I tried some honey I got at a farmer's market and noticed it was really thick compared to regular honey you buy at any supermarket.
4 Answers
The raw honey at your farmer's market is likely unfiltered.
Usually raw, unfiltered raw honey can only be purchased directly from the bee farm. Characterised by fine textured crystals, it looks cloudier and contains particles and flecks made of bee pollen, honeycomb bits, propolis, and even broken bee wing fragments. Raw and unfiltered honey and has a high antioxidant level and will usually granulate and crystallize to a thick consistency after a few months. It is usually preferred as a spread on bread and waffles, or dissolved in hot coffee or tea. However, as most consumers are naturally attracted to buying and eating crystal clear and clean honey, unfiltered honey which looks cloudy and unappealing, is not commercially available on supermarket shelves.
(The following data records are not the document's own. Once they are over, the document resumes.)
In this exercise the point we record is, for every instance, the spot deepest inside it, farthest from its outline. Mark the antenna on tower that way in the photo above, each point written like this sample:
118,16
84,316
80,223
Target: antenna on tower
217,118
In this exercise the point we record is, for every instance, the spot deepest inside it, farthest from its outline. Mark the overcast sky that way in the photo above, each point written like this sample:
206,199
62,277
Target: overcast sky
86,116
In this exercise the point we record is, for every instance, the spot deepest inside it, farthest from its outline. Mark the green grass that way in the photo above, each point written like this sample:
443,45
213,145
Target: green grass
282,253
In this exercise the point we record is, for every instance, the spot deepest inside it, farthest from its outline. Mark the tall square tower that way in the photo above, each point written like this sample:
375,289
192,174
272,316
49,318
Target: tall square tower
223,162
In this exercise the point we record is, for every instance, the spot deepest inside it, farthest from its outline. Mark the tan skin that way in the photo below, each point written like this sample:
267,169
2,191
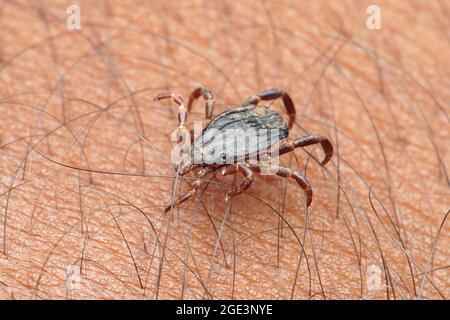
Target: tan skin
85,152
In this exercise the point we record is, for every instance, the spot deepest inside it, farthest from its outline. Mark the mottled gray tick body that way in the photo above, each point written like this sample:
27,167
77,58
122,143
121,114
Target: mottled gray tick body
238,134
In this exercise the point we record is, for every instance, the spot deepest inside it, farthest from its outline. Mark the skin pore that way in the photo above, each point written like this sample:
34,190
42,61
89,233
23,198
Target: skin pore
85,169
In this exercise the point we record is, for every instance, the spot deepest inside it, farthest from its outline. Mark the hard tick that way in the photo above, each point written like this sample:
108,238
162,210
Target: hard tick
248,116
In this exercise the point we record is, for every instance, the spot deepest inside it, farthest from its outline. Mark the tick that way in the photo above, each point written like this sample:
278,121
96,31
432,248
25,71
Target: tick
249,115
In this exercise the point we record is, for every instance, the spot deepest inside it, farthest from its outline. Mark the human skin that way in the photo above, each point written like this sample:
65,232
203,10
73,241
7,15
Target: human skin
85,162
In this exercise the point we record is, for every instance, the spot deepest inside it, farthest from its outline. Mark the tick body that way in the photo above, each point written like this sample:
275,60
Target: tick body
238,134
231,155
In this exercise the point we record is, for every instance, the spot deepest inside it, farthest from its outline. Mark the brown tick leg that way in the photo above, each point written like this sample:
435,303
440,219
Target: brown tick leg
288,173
247,174
273,94
209,100
194,186
182,113
327,147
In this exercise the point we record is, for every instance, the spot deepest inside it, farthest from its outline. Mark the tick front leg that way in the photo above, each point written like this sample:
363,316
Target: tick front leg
326,145
288,173
209,100
182,113
273,94
194,186
246,173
Additionally, the pasteurization process helps keep the honey more liquid:
A lot of honey found in the supermarket is not raw honey but "commercial" regular honey, some of which has been pasteurized (heated at 70 degrees Celsius or more, followed by rapid cooling) for easy filtering and bottling so that it looks cleaner and smoother, more appealing on the shelf, and easier to handle and package. ... Heating also slows down the speed of crystallization in liquid honey. ... you may also find raw honey that are unprocessed but slightly warmed to retard granulation for a short period of time and allow light straining and packing into containers for sale.
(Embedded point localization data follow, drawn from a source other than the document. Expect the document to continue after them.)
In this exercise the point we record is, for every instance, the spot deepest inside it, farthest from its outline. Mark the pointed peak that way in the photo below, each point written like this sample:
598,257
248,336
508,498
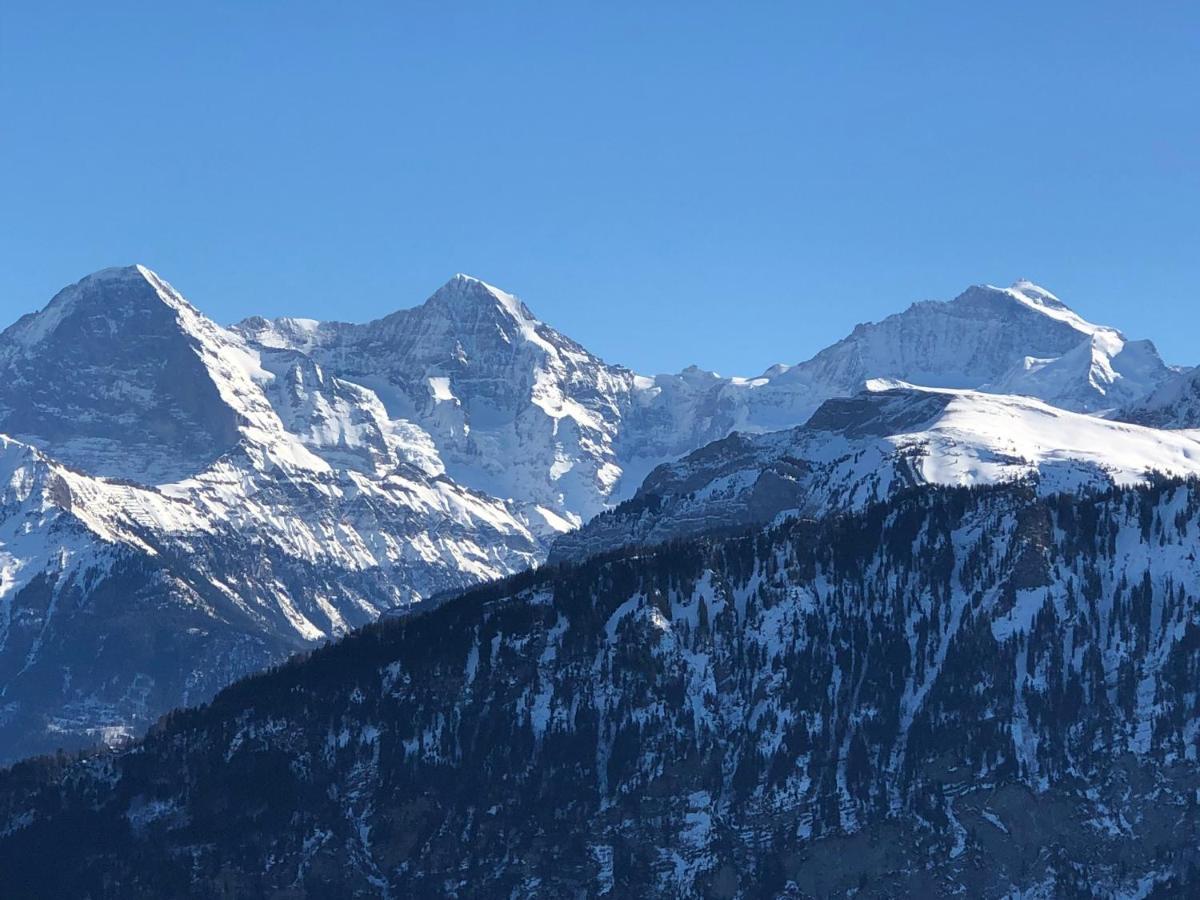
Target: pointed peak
1037,293
115,291
466,292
This should be a comment but I am not yet able to do so.
My neighbour is a beekeeper and I asked him the same thing yesterday. The reason why (or rather when) honey crystallises or not is because of the ratio of glucose to fructose. The former tends to crystallise, the latter not so much, but in general every honey crystallises when left alone. Now as Chris already said, most commercial honey is heated to keep it fluid and more appealing (to some).
Acacia honey for example stays fluid for long periods of time even without heating, because of the high fructose content (but you can't really tell bees where to go, so no honey, whether from this or that flower, is 'pure').
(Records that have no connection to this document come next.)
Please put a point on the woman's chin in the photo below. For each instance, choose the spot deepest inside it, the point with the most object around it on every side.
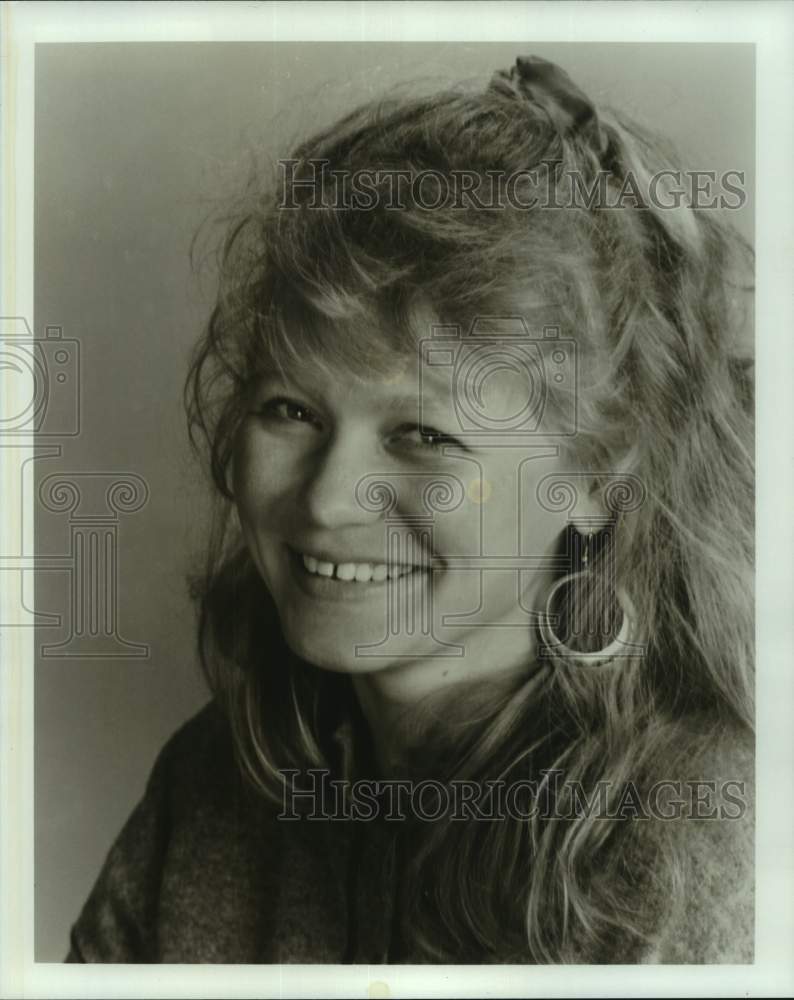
(336, 653)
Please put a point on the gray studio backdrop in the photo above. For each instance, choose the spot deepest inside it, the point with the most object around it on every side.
(135, 145)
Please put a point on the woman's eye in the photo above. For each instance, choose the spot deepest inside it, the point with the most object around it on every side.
(289, 410)
(431, 439)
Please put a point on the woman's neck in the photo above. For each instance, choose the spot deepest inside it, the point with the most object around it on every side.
(402, 713)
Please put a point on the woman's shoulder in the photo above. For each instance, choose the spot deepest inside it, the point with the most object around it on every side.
(702, 832)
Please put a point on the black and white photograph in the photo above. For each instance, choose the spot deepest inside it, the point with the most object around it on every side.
(382, 461)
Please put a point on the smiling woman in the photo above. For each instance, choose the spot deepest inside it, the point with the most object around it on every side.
(485, 507)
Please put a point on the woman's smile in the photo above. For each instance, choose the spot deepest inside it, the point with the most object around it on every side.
(349, 581)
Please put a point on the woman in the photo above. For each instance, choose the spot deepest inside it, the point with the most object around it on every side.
(477, 614)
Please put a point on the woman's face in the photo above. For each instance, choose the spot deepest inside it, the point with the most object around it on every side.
(308, 460)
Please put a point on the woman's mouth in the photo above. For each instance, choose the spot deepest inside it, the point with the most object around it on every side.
(322, 578)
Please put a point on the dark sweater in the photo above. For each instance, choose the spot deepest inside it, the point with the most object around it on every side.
(204, 871)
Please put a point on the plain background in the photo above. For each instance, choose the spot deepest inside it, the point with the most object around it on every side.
(135, 145)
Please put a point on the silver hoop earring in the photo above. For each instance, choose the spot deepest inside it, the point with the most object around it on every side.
(620, 645)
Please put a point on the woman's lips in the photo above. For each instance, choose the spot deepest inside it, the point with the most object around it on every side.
(331, 588)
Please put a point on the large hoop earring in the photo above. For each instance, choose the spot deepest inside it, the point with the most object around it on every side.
(621, 645)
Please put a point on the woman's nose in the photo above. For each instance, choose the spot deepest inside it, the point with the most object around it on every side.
(329, 494)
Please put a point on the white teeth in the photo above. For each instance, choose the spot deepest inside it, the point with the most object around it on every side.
(346, 571)
(360, 572)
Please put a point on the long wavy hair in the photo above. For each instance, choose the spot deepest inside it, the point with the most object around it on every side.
(657, 301)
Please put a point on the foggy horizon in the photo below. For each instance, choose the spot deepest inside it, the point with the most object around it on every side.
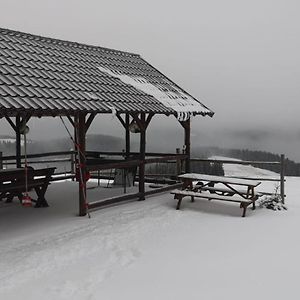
(239, 58)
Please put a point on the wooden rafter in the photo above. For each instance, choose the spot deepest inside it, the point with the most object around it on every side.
(89, 121)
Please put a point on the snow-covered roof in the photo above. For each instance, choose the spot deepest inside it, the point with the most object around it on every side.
(45, 76)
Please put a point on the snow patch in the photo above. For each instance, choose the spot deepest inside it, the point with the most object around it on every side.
(175, 99)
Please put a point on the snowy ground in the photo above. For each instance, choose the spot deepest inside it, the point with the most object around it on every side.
(148, 250)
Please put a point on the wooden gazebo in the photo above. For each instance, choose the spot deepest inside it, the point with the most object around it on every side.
(42, 76)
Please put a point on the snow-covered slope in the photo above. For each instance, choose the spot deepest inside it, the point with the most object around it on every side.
(148, 250)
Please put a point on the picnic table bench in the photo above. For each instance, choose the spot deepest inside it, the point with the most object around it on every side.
(208, 187)
(13, 183)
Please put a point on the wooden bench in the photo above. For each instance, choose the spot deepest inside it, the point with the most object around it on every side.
(244, 203)
(13, 183)
(217, 188)
(224, 191)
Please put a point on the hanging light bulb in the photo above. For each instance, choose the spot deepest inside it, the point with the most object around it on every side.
(24, 129)
(134, 127)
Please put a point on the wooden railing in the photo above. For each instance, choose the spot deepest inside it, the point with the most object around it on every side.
(151, 158)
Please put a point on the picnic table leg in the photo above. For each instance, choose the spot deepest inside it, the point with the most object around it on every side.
(41, 201)
(244, 206)
(179, 201)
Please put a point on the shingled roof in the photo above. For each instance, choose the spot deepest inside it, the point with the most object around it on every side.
(48, 77)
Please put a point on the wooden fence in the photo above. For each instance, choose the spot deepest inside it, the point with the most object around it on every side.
(69, 158)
There is also a honey that's really creamy, with a texture similar to Nutella. This is the result of stirring the honey continuously during the crystallisation process. This breaks up the bigger crystals into smaller ones which are submerged in the liquid part. Stirring also creates tiny air bubbles further contributing to the creamy texture.
Everything I wrote is only true for raw, unheated honey. I have no idea how creamy honey is made commercially, or how the productions differs.
In many countries, honey is usually labelled as "pure honey" and should not be adulterated with water or any other additive. Honey is expensive, so the honey companies use a nasty little trick to cheat a few cents from the unsuspecting buyer. When bees collect nectar, it is thinner than honey. They dump this nectar from their stomachs into honey cells and a row of bees at the bottom of the hive fan their wings to ventilate the hive. This dries the nectar, making it thicker and when it is thick enough, it becomes honey and the bees seal over the cell. Of course, its volume reduces when this happens as water is lost to evaporation. A small scale or craft beekeper will only take a frame of honeycomb out of the hive when it is ready, uncap the cells with a special knife and collect the nice thick honey. In commercial honey farms, they don't usually do this, instead, they don't wait for the honey cells to be capped off but they take out the honeycomb before the honey is properly thicked and extract it in a centrifugal machine before returning the empty combs to the hive. This way, the companies can squeeze a little more honey from each hive as it hasn't reduced volume so much during the ventilation process in the hive as much as proper honey. The customer gets a more runny and inferior product. It is theoretically possible that an unscrupulous producer may break product description law by adding water to the product to bulk it up, as this sort of adulteration is very hard to disprove - honey is partly water after all. Filtration removes bits of dead bee and wax from the honey but does nothing to change the thickness.
Commercial honey is frequently adulterated. It's not the same consistency because it's not pure honey.